Cette allocation vise à permettre à l'agent de percevoir un moyen de subsistance en cas de perte d'emploi et dans l'attente d'un nouvel emploi. Elle doit être regardée comme un revenu d'inactivité dont la suppression ne peut pas être envisagée à titre de sanction. Il revient le cas échéant au juge pénal de prononcer les sanctions y compris financières à l'encontre des agents publics ayant commis une faute, notamment à la suite de la plainte formée par la commune victime de ces agissements.
Lien : Réponse ministérielle n° 05598 du 29.01.2026, page 461
L’arrêt de la Cour administrative d’appel de Toulouse n° 24TL00489 du 2 décembre 2025 est relatif à la légalité de l’attribution d’un complément indemnitaire annuel (CIA) à taux zéro au titre du RIFSEEP.

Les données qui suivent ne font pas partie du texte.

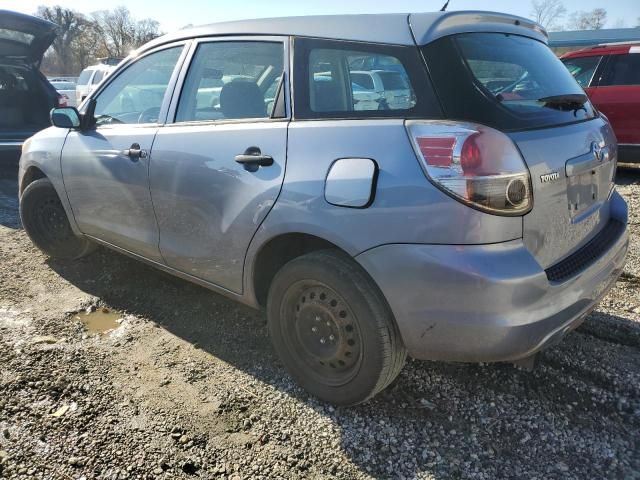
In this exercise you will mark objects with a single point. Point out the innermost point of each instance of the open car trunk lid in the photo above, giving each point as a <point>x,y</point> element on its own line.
<point>497,70</point>
<point>24,37</point>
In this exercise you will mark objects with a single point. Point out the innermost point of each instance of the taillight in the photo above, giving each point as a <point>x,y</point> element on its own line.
<point>475,164</point>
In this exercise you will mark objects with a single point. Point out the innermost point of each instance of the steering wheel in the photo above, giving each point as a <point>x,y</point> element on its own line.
<point>150,115</point>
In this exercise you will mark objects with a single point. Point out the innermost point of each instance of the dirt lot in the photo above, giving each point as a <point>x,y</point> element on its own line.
<point>188,386</point>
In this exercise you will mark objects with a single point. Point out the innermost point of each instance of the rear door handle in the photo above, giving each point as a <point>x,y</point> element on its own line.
<point>583,163</point>
<point>252,159</point>
<point>135,152</point>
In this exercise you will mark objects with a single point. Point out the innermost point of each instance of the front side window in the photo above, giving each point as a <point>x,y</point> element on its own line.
<point>622,70</point>
<point>583,68</point>
<point>231,81</point>
<point>360,80</point>
<point>137,93</point>
<point>97,77</point>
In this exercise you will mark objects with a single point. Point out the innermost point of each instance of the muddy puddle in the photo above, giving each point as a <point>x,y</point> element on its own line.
<point>100,321</point>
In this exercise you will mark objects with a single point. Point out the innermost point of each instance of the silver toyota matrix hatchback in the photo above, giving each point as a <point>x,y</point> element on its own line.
<point>432,184</point>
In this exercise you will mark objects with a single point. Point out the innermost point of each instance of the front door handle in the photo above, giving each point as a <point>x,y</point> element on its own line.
<point>135,152</point>
<point>252,159</point>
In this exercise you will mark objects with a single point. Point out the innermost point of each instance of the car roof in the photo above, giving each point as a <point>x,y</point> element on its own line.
<point>605,49</point>
<point>389,28</point>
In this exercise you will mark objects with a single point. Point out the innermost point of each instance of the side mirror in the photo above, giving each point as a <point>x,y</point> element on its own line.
<point>65,117</point>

La Cour administrative d’appel de Toulouse confirme la légalité de la décision attribuant un complément indemnitaire annuel nul à un agent territorial. Elle rappelle que le complément indemnitaire annuel, prévu par le régime indemnitaire tenant compte des fonctions, des sujétions, de l’expertise et de l’engagement professionnel, est directement lié à la manière de servir appréciée lors de l’entretien professionnel. La fixation de son montant, compris entre 0 et 100 %, relève du pouvoir d’appréciation de l’autorité territoriale et ne constitue pas une sanction disciplinaire. En l’espèce, la Cour relève que l’attribution d’un CIA nul reposait sur des éléments objectifs tenant à la manière de servir de l’agent et à une période de suspension, indépendamment de la procédure disciplinaire engagée ultérieurement. Elle écarte ainsi toute qualification de sanction déguisée et confirme le rejet des demandes d’annulation.